Monday, December 2, 2013

Page a Day: One Hundred Twenty Five



            We formed up. Jerem Cozak ordered a column three mastodons wide, all the space the greatship’s entrance would afford. He took the lead and I was glad that he, at least, would know the layout of the docks. I did not even know what we would be charging over. But we stood ten mastodons deep, all tossed trunks and heightened senses. The Never-born named Laches and Gorgias had mounted up behind me, clinging to the ropes that held them. And waited again, because the artillery still needed to break the gates. It took longer, because our line had fallen back so far that the artillery captains could not see what they were shooting.  

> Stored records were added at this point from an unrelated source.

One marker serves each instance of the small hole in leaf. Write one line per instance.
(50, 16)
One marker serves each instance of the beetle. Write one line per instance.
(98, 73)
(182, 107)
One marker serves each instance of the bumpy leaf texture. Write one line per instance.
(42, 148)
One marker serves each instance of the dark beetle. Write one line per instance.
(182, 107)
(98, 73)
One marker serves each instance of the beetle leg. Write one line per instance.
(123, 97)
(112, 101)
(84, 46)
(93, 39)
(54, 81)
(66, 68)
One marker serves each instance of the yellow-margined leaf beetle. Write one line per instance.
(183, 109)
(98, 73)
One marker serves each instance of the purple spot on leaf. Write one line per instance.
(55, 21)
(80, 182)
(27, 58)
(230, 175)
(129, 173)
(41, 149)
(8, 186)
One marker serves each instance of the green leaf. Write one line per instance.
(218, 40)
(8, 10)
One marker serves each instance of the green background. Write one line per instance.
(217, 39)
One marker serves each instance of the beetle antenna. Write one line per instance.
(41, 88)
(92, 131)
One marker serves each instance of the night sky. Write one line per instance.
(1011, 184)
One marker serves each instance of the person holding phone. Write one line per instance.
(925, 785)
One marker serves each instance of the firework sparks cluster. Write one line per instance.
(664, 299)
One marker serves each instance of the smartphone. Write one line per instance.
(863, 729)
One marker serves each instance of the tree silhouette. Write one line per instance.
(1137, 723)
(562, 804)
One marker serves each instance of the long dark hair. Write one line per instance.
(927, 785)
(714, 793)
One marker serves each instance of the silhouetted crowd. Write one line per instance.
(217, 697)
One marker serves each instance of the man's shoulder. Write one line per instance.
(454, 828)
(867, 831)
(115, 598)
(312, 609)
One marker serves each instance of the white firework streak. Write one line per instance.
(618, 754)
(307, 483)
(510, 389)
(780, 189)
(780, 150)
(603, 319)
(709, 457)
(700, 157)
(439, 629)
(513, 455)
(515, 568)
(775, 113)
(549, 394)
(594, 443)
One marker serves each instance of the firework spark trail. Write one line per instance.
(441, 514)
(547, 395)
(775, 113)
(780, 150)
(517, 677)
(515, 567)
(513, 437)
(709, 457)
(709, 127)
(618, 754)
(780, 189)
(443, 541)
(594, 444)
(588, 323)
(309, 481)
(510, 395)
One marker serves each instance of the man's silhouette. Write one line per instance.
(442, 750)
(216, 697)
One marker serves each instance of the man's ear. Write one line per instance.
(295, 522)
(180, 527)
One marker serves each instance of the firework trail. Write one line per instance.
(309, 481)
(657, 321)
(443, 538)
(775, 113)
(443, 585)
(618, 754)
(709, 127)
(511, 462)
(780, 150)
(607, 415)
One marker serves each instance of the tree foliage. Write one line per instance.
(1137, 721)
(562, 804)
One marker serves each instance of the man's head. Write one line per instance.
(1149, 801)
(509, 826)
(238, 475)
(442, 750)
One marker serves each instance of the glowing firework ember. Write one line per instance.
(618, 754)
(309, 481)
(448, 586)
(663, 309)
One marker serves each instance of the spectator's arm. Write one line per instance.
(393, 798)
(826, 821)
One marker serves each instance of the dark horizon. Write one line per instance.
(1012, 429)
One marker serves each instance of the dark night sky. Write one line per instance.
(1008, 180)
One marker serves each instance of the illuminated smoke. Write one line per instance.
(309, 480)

            But the walls fell, in time. In the fog I guessed it was about noon. I followed Jerem Cozak as we charged around the warehouse and across the plaza at full speed. They knew we were coming because they could see the breaches in the walls. Artillery fire bloomed around as we neared the gaps. Then it fell among us, behind me as the Augers tried to break our formation. Hair singed, mastodons roared and reared and some riders were blinded because I was momentarily so. I glanced back to see three mastodons fallen, struggling to pull themselves along the ground, their legs and sides charred ruins of flesh. The herd flowed around them. Jerem Cozak pressed on and the last mastodons cleared the wall two and three abreast. 
            Then we were on the docks and too close for the artillery’s calibrated range. The Augers were slow to adjust and we were moving three times as fast as any man could run. The docks were all clanking Profusionist metal beneath us and slick with the fog and we did not even slow as the greatships reared up ahead of us like sheer blocks of mountains. Other herds sped north and south along the docks to head for the other ships. Jerem Cozak steered straight for the one ahead of us. The ramp sloped down from its gaping maw like a great tongue and it vomited Augers, their shrouds awake and glowing the color of jade in the day’s diffuse light.